Thinking about the future

Ben Hammersley

This is a video of Ben Hammersley talking about the future for 20 minutes, contrasting the rate of growth of digital technologies with the much slower growth in effectiveness of all previous technologies – and the implications that has for social and economic change. It’s easy to do techno gee-whizzery, but Ben goes well beyond that in reflecting about the wider implications of technology change, and how that links to thinking about organisational strategies. He is clear that predicting the future for more than the very short term is impossible, suggesting a useful outer limit of two years. But even being in the present is pretty challenging for most organisations, prompting the question, when you go to work, what year are you living in?

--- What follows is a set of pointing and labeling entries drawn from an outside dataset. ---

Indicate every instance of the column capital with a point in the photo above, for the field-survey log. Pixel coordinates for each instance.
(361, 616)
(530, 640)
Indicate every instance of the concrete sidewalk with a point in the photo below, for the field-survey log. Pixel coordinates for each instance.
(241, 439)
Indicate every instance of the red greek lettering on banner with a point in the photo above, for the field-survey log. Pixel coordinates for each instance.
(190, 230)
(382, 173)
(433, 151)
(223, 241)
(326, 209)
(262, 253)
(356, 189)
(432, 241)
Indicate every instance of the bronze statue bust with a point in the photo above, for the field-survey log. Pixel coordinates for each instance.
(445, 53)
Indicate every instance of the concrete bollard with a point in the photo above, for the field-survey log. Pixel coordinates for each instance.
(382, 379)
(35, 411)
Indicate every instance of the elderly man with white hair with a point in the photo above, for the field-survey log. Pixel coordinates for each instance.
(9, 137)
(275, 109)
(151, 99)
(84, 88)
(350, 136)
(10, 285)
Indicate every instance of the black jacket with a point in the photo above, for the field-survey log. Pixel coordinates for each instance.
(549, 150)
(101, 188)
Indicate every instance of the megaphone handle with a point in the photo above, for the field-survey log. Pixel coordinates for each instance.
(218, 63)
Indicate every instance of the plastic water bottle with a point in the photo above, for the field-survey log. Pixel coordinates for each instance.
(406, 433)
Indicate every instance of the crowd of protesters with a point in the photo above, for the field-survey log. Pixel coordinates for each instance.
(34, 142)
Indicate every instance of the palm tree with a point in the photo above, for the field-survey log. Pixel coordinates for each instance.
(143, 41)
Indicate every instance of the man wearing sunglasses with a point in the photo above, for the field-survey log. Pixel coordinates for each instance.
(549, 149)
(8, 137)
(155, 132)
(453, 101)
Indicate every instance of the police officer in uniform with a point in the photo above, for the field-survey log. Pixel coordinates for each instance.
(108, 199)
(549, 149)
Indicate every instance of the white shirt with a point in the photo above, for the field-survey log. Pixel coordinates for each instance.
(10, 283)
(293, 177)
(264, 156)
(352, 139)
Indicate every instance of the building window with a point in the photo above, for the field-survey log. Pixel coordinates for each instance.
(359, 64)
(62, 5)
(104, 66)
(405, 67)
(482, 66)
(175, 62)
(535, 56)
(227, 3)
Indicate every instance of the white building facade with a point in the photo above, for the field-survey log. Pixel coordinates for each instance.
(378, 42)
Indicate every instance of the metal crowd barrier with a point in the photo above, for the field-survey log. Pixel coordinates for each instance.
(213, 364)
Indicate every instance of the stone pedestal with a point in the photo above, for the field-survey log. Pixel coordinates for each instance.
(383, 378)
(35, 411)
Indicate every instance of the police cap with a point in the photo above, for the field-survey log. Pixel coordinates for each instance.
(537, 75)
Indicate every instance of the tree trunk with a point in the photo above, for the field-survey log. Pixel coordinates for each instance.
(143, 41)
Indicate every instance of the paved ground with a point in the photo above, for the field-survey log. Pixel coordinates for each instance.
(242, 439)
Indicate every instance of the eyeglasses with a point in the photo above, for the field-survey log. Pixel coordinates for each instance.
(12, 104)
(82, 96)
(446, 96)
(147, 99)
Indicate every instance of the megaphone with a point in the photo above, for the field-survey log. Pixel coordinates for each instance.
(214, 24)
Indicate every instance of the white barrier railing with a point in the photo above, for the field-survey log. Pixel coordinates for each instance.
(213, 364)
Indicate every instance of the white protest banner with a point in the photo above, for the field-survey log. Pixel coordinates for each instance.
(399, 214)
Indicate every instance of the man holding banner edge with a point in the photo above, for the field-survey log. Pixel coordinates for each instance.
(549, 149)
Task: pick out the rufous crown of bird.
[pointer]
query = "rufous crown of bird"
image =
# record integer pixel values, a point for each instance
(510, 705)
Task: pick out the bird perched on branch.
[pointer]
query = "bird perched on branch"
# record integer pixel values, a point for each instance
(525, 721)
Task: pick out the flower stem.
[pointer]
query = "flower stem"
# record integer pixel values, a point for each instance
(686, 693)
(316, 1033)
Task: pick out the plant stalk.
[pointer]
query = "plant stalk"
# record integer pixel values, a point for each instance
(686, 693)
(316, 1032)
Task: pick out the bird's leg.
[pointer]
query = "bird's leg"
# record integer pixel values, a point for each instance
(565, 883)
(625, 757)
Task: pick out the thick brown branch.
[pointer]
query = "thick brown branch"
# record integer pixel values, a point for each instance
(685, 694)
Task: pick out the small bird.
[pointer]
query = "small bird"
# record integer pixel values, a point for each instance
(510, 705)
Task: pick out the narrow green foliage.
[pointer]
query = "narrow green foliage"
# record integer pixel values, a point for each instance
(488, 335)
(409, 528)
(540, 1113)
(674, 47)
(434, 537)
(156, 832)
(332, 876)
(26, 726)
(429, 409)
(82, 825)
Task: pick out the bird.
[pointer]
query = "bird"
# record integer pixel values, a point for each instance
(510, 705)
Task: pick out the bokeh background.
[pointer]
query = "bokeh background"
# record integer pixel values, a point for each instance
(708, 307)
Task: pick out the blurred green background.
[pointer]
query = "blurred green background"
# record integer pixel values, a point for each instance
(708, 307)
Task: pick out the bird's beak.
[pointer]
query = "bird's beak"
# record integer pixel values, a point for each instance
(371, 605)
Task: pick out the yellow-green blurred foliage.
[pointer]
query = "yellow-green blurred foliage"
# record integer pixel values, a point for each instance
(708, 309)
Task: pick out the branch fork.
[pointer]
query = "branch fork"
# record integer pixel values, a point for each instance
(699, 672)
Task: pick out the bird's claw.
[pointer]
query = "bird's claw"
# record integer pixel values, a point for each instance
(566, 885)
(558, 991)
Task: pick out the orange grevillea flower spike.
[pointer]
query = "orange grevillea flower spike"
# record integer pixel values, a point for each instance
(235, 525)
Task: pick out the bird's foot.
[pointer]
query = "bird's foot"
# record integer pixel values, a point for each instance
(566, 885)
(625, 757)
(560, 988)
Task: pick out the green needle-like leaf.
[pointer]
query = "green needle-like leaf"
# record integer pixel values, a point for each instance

His recipe for then getting to and staying in the future is disarmingly simple. For every task and activity, ask what problem you are solving, and then ask yourself this question. If I were to solve this problem today, for the first time, using today’s modern technologies, how would I do it? And that question scales: how can new technologies make entire organisations, sectors and countries work better?

It’s worth hanging on for the ten minutes of conversation which follows the talk, in which Ben makes the arresting assertion that the problem is not that organisations which can change have to make an effort to change, it is that organisations which can’t or won’t change must be making a concerted effort to prevent the change.

It’s also well worth watching Ben Evan’s different approach to thinking about some very similar questions – the two are interestingly different and complementary.